As U.S. President-elect Trump is set to return to the White House, his proposed tariff policies have sparked market concerns about global oil price declines. Goldman Sachs commodity analysts pointed out in their latest report that if Trump imposes a 10%-20% tariff on all countries, especially a tariff as high as 60% on Chinese goods, it could lead to a slowdown in global trade, thereby suppressing oil demand. Under this scenario, Brent crude oil prices could fall to just above $60 per barrel by the end of 2026, a nearly 20% decrease from the current price of about $74.
Furthermore, Trump's advocacy for deregulation and support of the fossil fuel industry could lead to a further increase in U.S. oil production. Currently, U.S. oil production is at a historic high, reaching a new record of 13.4 million barrels per day in August. If supply continues to increase, it could exert further downward pressure on oil prices.
Nevertheless, Goldman Sachs analysts believe there is still room for oil prices to rise in the short term. If Iranian oil supplies decline due to stricter sanctions, Brent crude prices could rise to $83 per barrel by mid-2025. At the same time, global oil demand growth is expected to recover next year, with demand from major oil-consuming countries including the U.S. and China likely to increase. Recent stimulus measures by the Chinese government are expected to boost consumer confidence and drive demand growth.
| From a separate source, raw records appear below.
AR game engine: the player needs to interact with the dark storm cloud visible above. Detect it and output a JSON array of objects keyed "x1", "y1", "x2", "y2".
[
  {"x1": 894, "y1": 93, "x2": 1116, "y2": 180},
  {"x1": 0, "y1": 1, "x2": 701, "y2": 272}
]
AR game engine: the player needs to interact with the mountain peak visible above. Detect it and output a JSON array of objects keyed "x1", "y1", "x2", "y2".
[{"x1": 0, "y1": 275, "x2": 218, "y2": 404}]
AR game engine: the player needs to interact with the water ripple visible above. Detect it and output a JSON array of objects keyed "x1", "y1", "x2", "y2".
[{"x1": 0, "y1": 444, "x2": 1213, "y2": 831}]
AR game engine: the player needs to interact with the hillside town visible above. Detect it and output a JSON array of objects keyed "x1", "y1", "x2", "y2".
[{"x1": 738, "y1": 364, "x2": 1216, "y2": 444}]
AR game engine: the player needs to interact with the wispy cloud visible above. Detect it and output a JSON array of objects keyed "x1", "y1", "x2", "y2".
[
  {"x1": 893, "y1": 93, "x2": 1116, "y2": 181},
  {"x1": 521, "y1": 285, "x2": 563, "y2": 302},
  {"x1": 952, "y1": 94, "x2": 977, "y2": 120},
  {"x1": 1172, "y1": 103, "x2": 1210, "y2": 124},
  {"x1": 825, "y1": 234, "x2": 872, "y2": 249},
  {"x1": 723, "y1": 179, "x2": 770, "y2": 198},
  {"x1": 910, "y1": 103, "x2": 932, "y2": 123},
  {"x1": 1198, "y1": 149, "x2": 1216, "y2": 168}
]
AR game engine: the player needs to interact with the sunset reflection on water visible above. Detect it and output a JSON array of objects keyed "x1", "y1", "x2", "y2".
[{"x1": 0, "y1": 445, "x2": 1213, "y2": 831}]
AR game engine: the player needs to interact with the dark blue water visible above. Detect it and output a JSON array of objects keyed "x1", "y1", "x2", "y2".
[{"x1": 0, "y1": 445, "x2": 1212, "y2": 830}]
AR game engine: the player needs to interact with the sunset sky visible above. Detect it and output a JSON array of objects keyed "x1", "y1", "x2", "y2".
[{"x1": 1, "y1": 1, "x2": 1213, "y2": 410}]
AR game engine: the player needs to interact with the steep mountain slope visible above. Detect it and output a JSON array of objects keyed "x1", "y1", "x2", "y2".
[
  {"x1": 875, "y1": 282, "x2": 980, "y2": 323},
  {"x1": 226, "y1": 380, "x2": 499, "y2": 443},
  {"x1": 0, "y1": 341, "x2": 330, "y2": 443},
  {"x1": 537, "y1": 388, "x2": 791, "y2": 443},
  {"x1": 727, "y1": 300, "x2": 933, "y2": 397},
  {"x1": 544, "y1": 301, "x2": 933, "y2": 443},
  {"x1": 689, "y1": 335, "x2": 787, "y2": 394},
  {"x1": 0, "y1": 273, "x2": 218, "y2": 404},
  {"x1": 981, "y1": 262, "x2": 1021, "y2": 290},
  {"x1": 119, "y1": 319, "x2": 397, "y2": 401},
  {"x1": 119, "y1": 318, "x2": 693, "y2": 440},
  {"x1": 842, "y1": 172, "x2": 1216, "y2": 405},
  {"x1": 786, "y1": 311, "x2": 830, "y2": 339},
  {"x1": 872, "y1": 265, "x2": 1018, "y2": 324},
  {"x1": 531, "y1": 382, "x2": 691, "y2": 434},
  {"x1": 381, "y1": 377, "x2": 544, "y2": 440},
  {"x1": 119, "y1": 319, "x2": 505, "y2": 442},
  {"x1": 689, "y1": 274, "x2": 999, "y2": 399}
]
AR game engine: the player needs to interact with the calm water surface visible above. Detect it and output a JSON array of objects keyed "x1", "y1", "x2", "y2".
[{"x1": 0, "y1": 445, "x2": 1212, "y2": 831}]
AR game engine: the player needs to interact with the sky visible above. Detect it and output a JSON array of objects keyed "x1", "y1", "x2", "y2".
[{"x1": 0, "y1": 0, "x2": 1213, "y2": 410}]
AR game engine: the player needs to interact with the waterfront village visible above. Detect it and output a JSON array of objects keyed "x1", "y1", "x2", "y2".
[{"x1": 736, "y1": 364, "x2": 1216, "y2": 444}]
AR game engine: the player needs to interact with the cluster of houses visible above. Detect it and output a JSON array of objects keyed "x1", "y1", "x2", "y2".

However, the International Energy Agency (IEA) warned in its report this month that the oil market could experience a surplus of 1 million barrels per day next year, mainly due to sluggish demand and rising production from non-OPEC countries. This indicates that although oil prices might rise in the short term, they still face downward pressure in the medium to long term.
Economic Impact:
If Trump enacts broad tariff policies, it could lead to a slowdown in global trade, thereby dampening oil demand and dragging down oil prices. A drop in oil prices could negatively affect the economies of oil-exporting countries, reducing their fiscal revenue and impacting global economic growth. Meanwhile, a decline in oil prices could reduce investment in the energy sector, affecting the development of related supply chains. However, for oil-importing countries, lower oil prices could reduce energy costs, alleviate inflationary pressure, and boost consumption and investment. Overall, the impact of falling oil prices on the global economy will vary across different countries and industries.